I try to train simple acoustic model ( 3 words only)
and when I use the verify all script it returns the following log file:
MODULE: 00 verify training files (2008-04-30 02:41)
O.S. is case insensitive ("A" == "a").
Phones will be treated as case insensitive.
Phase 1: DICT - Checking to see if the dict and filler dict agrees with the phonelist file.
Found 6 words using 9 phones
passed
Phase 2: DICT - Checking to make sure there are not duplicate entries in the dictionary
passed
Phase 3: CTL - Check general format; utterance length (must be positive); files exist
passed
Phase 4: CTL - Checking number of lines in the transcript should match lines in control file
passed
Phase 5: CTL - Determine amount of training data, see if n_tied_states seems reasonable.
Total Hours Training: 0.00180683760683761
This is a small amount of data, no comment at this time
WARNING
Phase 6: TRANSCRIPT - Checking that all the words in the transcript are in the dictionary
Words in dictionary: 3
Words in filler dictionary: 3
WARNING: This word: hasan was in the transcript file, but is not in the dictionary ( hasan ).

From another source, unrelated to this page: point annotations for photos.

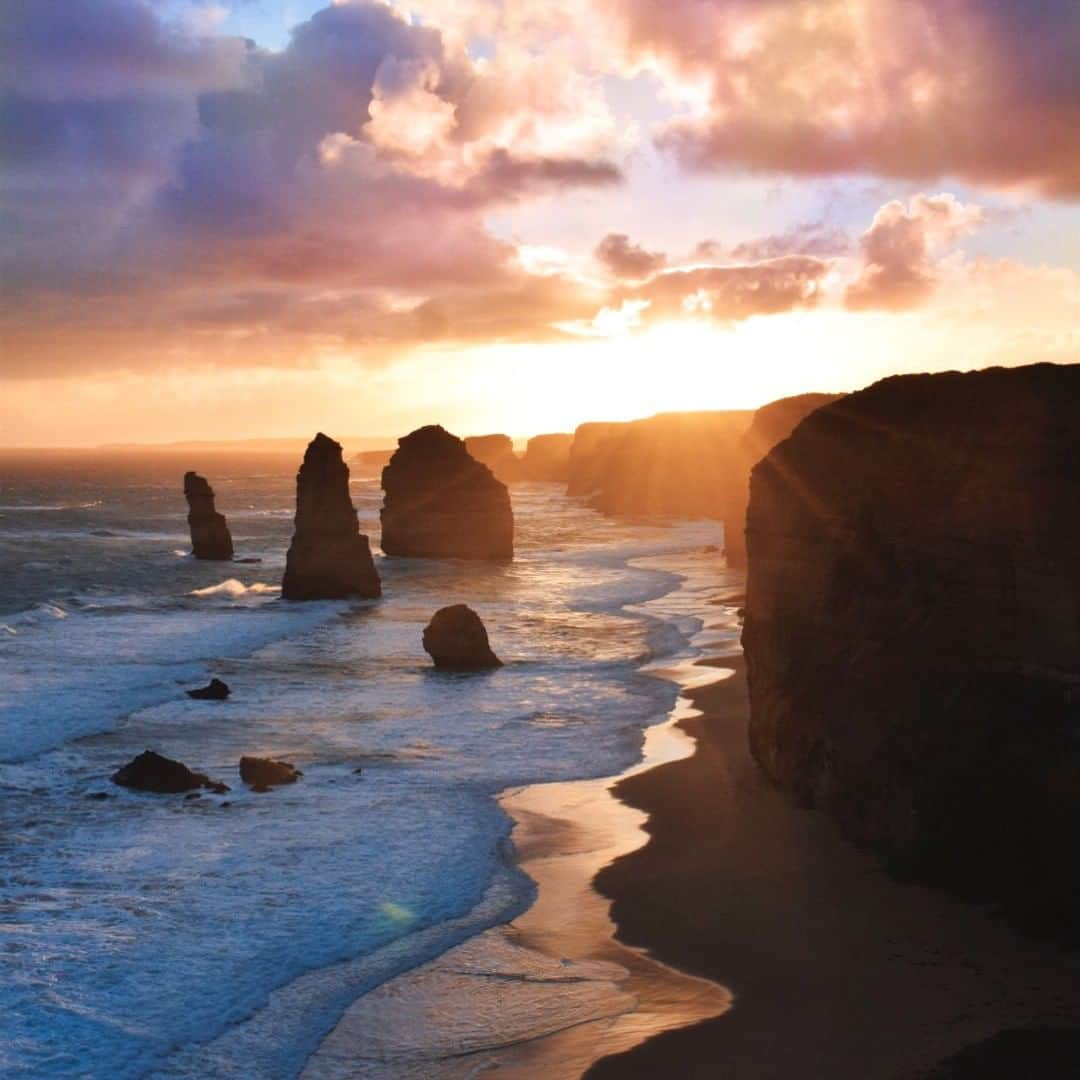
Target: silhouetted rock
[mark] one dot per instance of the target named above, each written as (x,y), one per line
(456,639)
(913,629)
(328,557)
(261,773)
(210,534)
(1047,1053)
(214,690)
(674,464)
(771,424)
(442,503)
(497,453)
(548,458)
(151,772)
(590,454)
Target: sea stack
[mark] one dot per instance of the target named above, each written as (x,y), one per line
(456,640)
(913,629)
(548,458)
(328,557)
(210,534)
(442,503)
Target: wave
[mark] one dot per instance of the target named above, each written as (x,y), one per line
(235,589)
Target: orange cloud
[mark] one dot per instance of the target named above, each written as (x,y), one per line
(984,90)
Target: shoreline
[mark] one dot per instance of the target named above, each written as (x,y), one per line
(552,991)
(836,969)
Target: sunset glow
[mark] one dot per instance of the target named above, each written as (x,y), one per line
(270,217)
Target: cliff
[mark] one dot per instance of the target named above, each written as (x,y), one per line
(548,458)
(675,464)
(771,424)
(328,557)
(497,453)
(442,503)
(590,454)
(913,628)
(210,534)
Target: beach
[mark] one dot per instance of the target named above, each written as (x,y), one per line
(690,921)
(835,969)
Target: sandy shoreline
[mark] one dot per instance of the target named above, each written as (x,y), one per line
(690,922)
(837,971)
(553,991)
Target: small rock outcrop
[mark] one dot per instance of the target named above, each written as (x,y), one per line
(456,640)
(548,458)
(214,690)
(442,503)
(913,629)
(261,773)
(590,453)
(328,557)
(152,772)
(210,534)
(497,453)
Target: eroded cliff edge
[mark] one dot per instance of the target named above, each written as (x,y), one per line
(913,629)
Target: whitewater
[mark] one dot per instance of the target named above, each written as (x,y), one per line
(224,935)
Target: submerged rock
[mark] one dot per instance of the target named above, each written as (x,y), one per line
(261,773)
(442,503)
(913,629)
(151,772)
(210,534)
(456,640)
(328,557)
(214,690)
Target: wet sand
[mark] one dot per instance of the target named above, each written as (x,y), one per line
(837,971)
(553,991)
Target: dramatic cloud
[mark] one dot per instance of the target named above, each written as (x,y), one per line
(808,238)
(173,198)
(899,251)
(730,293)
(625,259)
(984,90)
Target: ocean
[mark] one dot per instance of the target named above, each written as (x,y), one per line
(147,935)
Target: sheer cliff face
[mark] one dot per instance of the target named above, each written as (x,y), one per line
(328,557)
(497,453)
(675,464)
(771,423)
(548,458)
(913,625)
(442,503)
(210,534)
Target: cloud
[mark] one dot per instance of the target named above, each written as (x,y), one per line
(172,197)
(731,293)
(983,90)
(899,251)
(807,238)
(625,259)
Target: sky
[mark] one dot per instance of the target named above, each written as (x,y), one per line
(248,218)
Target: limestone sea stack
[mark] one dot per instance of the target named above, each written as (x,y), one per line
(210,534)
(456,640)
(328,557)
(913,629)
(442,503)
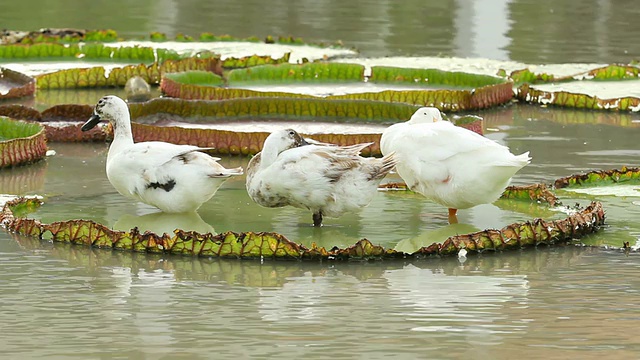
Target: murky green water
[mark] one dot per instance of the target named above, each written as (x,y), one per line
(60,301)
(64,301)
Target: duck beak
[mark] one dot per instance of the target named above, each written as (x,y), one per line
(91,123)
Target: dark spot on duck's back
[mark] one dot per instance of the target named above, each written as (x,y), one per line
(168,186)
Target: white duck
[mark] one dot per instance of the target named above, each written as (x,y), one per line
(450,165)
(173,178)
(327,179)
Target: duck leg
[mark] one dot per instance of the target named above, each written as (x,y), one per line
(453,218)
(317,219)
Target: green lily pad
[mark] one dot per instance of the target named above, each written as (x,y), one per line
(291,73)
(489,91)
(14,84)
(251,245)
(625,175)
(21,142)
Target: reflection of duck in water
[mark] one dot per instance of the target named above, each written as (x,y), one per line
(160,222)
(438,235)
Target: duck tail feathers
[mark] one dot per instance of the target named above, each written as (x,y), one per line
(515,161)
(227,172)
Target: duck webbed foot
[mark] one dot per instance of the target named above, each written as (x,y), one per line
(317,219)
(453,218)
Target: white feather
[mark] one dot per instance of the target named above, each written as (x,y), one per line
(450,165)
(323,178)
(173,178)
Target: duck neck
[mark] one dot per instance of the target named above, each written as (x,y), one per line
(122,135)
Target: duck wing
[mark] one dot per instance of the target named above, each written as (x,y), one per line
(158,164)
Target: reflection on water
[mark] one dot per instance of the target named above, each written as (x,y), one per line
(144,306)
(532,31)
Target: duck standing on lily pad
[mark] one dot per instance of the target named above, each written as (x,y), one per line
(173,178)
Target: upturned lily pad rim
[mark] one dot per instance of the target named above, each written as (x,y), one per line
(262,245)
(272,245)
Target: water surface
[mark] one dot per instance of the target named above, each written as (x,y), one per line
(62,301)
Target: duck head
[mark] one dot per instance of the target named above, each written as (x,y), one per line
(426,115)
(282,140)
(277,142)
(110,108)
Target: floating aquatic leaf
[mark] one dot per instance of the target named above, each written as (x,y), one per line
(296,73)
(98,77)
(493,91)
(627,175)
(21,142)
(254,60)
(610,72)
(14,84)
(576,100)
(206,78)
(251,245)
(20,112)
(536,192)
(388,74)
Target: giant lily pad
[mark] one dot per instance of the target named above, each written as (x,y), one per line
(14,84)
(604,88)
(21,142)
(472,91)
(198,119)
(251,245)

Do cases match?
WARNING: This word: hasan was in the transcript file, but is not in the dictionary ( hasan ). Do cases match?
FAILED
Phase 7: TRANSCRIPT - Checking that all the phones in the transcript are in the phonelist, and all phones in the phonelist appear at least once
WARNING: This phone (HA) occurs in the phonelist (E:/SphinxTrain/first/etc/first.phone), but not in any word in the transcription (E:/SphinxTrain/first/etc/first_train.transcription)
WARNING: This phone (HN) occurs in the phonelist (E:/SphinxTrain/first/etc/first.phone), but not in any word in the transcription (E:/SphinxTrain/first/etc/first_train.transcription)

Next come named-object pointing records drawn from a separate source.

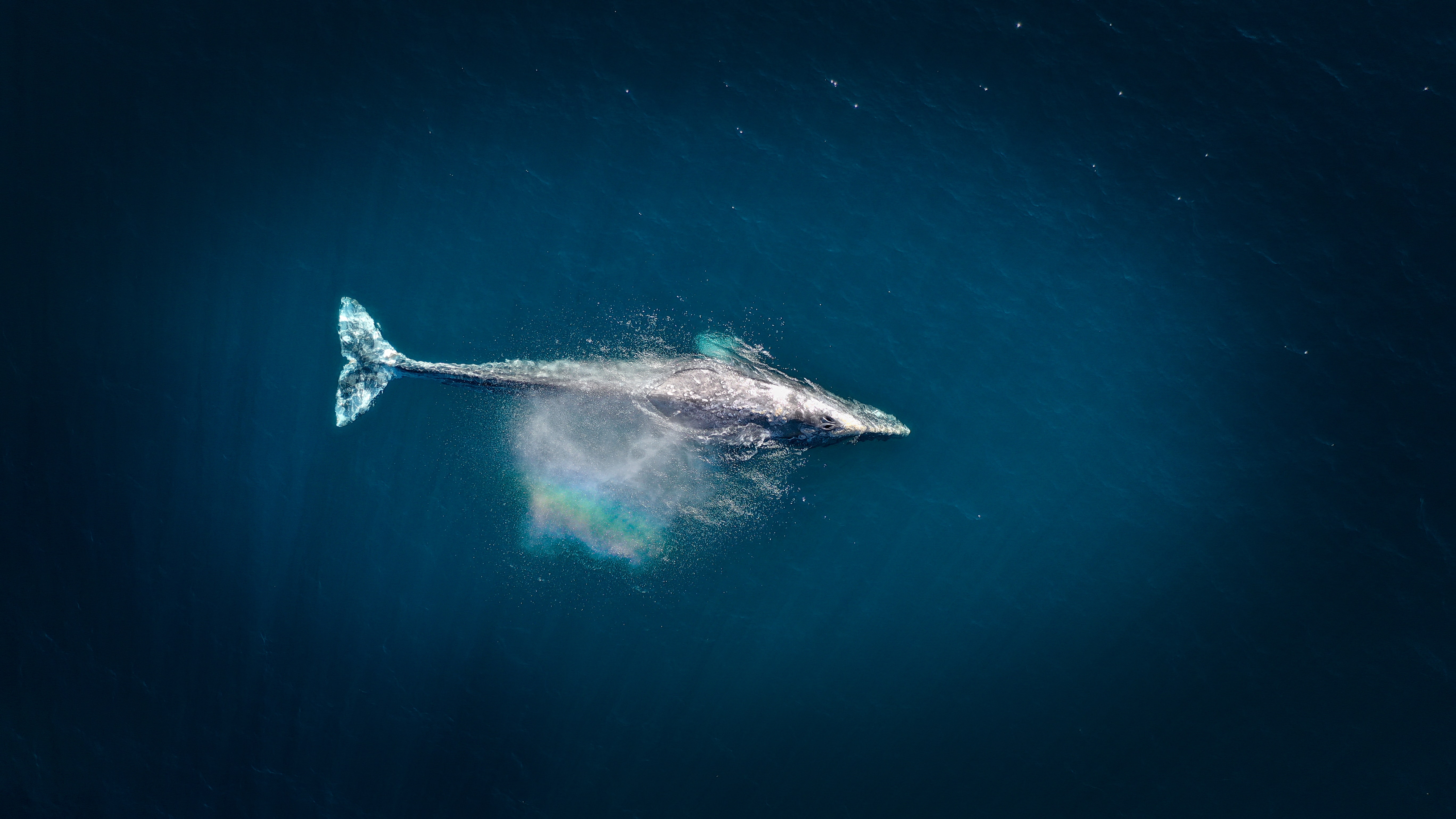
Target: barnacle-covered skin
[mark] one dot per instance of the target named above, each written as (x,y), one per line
(736,400)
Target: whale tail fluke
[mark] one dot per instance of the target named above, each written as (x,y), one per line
(370,362)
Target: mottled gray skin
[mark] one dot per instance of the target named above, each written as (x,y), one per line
(701,394)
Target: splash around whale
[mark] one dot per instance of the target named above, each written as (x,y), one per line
(724,393)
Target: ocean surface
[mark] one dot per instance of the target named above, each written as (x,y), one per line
(1164,291)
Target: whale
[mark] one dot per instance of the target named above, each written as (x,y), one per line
(723,393)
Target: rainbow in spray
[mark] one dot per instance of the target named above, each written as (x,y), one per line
(606,525)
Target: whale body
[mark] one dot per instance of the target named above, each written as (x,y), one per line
(726,393)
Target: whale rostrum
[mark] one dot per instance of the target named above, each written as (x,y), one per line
(724,393)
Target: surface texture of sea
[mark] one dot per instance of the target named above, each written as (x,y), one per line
(1164,291)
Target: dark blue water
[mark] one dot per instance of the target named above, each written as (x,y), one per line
(1163,289)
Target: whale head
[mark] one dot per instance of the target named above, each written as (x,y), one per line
(826,419)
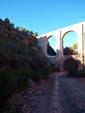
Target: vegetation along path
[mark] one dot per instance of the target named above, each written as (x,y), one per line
(61,94)
(57,94)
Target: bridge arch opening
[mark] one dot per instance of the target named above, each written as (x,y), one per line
(70,43)
(52,45)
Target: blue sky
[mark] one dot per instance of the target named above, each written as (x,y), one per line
(43,16)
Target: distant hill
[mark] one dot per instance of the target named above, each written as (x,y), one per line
(20,60)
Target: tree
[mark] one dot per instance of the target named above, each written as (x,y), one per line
(7,21)
(24,30)
(20,29)
(35,34)
(17,27)
(27,31)
(75,46)
(31,32)
(11,24)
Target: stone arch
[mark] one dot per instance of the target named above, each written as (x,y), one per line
(70,31)
(59,34)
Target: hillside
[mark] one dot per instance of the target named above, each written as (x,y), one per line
(20,60)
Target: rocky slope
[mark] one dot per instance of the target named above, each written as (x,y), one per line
(20,61)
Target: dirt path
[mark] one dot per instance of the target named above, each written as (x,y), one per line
(60,94)
(57,94)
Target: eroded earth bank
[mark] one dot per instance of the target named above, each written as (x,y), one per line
(57,94)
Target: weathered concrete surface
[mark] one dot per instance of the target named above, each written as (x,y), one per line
(59,34)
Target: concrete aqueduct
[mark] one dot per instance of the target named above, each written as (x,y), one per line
(59,59)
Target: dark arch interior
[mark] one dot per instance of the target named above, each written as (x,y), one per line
(70,45)
(52,46)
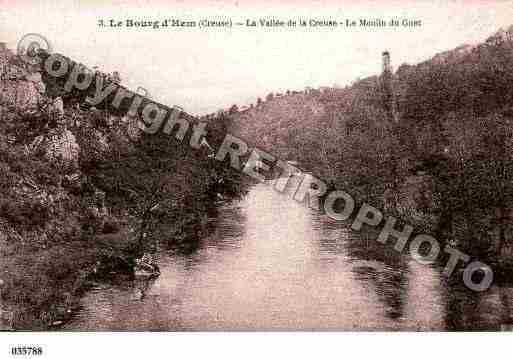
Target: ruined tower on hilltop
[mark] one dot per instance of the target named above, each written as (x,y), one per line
(387,88)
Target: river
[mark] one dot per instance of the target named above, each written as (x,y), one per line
(269,263)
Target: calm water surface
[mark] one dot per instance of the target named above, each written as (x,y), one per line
(270,263)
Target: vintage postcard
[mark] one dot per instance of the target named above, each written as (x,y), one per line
(255,166)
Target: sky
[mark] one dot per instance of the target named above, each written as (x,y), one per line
(203,70)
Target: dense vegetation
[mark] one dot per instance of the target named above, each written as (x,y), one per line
(455,118)
(109,200)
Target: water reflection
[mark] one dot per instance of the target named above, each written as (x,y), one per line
(267,262)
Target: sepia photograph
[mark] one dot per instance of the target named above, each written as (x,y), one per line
(231,166)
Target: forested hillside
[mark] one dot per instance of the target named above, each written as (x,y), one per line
(456,108)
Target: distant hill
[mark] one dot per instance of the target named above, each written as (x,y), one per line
(348,133)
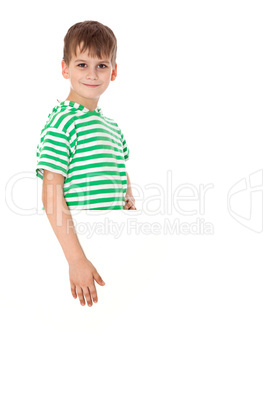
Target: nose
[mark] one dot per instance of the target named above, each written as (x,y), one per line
(91,74)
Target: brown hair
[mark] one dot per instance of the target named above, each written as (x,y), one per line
(97,38)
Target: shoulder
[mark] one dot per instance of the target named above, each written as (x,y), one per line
(61,120)
(111,123)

WARNING: This phone (SA) occurs in the phonelist (E:/SphinxTrain/first/etc/first.phone), but not in any word in the transcription (E:/SphinxTrain/first/etc/first_train.transcription)
FAILED
and my dictinary is:
hasan HA SA HN
?alii ?A LI II
?alaa ?A LA A
my phonelist (first.phone) is:
SIL
HA
SA
HN
?A
LI
II
LA
A
my first.transcription file is:
<s> hasan (hsn-01)
<s> ?alii (hsn-02)
<s> ?alaa (hsn-03)
<s> hasan (alaa-01)
<s> ?alii (alaa-02)
<s> ?alaa (alaa-03)
If you would like to refer to this comment somewhere else in this project, copy and paste the following link:
I try to train simple acoustic model ( 3 words only)
and when I use the verify all script it returns the following log file:
MODULE: 00 verify training files (2008-04-30 02:41)

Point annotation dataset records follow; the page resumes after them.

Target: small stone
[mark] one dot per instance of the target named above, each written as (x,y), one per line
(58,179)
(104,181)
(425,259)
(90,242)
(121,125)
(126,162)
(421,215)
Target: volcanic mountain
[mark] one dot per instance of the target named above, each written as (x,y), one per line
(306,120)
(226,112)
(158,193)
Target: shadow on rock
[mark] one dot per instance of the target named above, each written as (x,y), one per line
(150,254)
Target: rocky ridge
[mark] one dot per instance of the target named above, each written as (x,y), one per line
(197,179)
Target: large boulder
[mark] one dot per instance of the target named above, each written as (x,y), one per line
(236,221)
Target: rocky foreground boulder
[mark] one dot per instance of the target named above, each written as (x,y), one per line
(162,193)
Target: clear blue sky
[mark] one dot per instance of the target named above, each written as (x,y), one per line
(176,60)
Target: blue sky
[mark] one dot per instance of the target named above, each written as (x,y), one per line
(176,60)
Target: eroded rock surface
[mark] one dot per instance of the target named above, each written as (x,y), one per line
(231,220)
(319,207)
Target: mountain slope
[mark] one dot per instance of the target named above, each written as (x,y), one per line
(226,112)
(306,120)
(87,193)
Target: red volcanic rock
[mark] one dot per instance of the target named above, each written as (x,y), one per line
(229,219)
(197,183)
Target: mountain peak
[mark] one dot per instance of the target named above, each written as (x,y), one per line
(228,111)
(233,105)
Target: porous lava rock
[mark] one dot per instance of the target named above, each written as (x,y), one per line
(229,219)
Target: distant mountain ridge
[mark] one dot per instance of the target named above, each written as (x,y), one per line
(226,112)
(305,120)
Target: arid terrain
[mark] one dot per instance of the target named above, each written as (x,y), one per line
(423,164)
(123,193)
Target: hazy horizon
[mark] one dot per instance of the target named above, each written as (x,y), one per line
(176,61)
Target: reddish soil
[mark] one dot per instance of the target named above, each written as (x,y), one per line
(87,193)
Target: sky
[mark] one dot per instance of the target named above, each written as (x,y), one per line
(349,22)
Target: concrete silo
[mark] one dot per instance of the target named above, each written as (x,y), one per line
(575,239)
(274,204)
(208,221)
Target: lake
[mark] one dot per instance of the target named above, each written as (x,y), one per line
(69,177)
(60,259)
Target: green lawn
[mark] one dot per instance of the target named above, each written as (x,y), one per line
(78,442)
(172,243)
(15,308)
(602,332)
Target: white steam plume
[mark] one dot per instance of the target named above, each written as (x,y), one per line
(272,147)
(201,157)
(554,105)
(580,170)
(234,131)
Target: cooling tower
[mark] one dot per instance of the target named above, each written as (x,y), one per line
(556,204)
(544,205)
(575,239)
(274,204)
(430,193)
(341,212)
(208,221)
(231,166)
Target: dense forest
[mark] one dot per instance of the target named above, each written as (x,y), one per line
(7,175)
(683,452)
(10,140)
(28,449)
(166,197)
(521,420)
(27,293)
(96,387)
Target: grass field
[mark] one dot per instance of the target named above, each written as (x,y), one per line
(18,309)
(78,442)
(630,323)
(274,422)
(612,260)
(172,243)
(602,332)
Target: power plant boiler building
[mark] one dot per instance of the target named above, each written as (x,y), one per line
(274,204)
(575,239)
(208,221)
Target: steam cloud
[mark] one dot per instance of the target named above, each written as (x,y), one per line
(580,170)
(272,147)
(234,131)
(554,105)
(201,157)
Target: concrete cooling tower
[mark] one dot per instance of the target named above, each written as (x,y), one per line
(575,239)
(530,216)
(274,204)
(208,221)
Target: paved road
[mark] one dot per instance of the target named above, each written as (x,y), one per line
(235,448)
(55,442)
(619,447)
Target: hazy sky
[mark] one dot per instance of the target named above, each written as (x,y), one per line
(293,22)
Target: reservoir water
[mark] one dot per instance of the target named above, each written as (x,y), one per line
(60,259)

O.S. is case insensitive ("A" == "a").
Phones will be treated as case insensitive.
Phase 1: DICT - Checking to see if the dict and filler dict agrees with the phonelist file.
Found 6 words using 9 phones
passed
Phase 2: DICT - Checking to make sure there are not duplicate entries in the dictionary
passed
Phase 3: CTL - Check general format; utterance length (must be positive); files exist
passed
Phase 4: CTL - Checking number of lines in the transcript should match lines in control file
passed
Phase 5: CTL - Determine amount of training data, see if n_tied_states seems reasonable.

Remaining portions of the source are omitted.